3. More money is put in the back pocket. Tax cuts (driving more incentive to work and get ahead) or additional welfare payments could help, but we have to be mindful that sometimes this is just redistributing income, not creating it. You need to drive the right behaviours, which is why using tax policy is favoured. But if it just means an equivalent drop in government saving, then it won’t lift aggregate saving.
4. Well-targeted social investment. Improved prospects for the vulnerable mean the same for incomes, and higher incomes lift the ability to save. Some levers are being pulled but this is a multi-decade long investment.
5. Make it cheaper to live. New Zealand is not a cheap place to live, particularly housing-wise. The weekly wage gets whittled away pretty quickly. Construction costs are a problem. Local authority rates move up faster than inflation. Thankfully the electricity sector is functioning a lot better than it once was.

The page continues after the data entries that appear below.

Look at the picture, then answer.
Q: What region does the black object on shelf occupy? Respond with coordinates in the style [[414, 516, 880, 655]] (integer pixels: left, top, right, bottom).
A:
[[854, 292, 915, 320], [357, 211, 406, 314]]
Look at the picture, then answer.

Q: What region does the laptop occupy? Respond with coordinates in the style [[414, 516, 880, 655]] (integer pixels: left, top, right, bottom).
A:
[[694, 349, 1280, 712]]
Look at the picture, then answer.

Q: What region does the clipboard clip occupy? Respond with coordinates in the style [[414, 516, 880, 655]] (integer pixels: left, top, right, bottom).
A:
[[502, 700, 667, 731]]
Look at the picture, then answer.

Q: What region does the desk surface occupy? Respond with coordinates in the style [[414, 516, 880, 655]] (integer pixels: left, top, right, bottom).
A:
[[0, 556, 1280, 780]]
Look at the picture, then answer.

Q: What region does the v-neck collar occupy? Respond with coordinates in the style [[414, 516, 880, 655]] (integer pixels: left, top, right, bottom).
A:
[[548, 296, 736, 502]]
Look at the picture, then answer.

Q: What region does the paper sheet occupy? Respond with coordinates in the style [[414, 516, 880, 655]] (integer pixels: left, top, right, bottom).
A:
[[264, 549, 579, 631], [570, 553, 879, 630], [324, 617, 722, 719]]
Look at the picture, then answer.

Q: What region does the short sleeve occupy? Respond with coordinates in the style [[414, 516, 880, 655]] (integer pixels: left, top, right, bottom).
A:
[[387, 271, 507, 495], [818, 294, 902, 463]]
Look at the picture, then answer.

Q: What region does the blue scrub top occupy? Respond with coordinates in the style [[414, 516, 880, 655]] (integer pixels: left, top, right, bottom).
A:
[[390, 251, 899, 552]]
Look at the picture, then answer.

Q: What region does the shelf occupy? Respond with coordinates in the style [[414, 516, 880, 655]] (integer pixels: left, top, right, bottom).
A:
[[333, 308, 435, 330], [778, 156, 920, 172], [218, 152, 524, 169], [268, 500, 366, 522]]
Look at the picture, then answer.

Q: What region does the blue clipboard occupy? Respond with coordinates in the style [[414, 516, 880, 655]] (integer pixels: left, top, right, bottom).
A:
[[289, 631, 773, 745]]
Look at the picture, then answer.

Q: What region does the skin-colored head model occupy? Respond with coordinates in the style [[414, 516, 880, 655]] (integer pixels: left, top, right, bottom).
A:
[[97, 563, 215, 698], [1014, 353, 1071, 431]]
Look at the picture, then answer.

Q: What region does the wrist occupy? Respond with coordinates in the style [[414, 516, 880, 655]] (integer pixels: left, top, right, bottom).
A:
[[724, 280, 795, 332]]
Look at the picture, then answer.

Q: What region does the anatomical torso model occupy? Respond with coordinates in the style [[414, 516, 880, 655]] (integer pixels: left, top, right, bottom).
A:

6. Interest rates rise. That is already happening given the funding pressures banks face, but if domestic saving doesn’t lift enough to meet our investment needs, then interest rates will need to keep rising until they do. That’s bad for the investment side of the equation.
7. There is a more proactive push on the policy front. This is something that we think is increasingly going to be necessary to drive the desired outcomes. And without getting into details, it is going to require the playing field between housing and other investments to even up. We have the new bright-line test but that doesn’t go far enough. Some tough, but necessary, discussions are in store.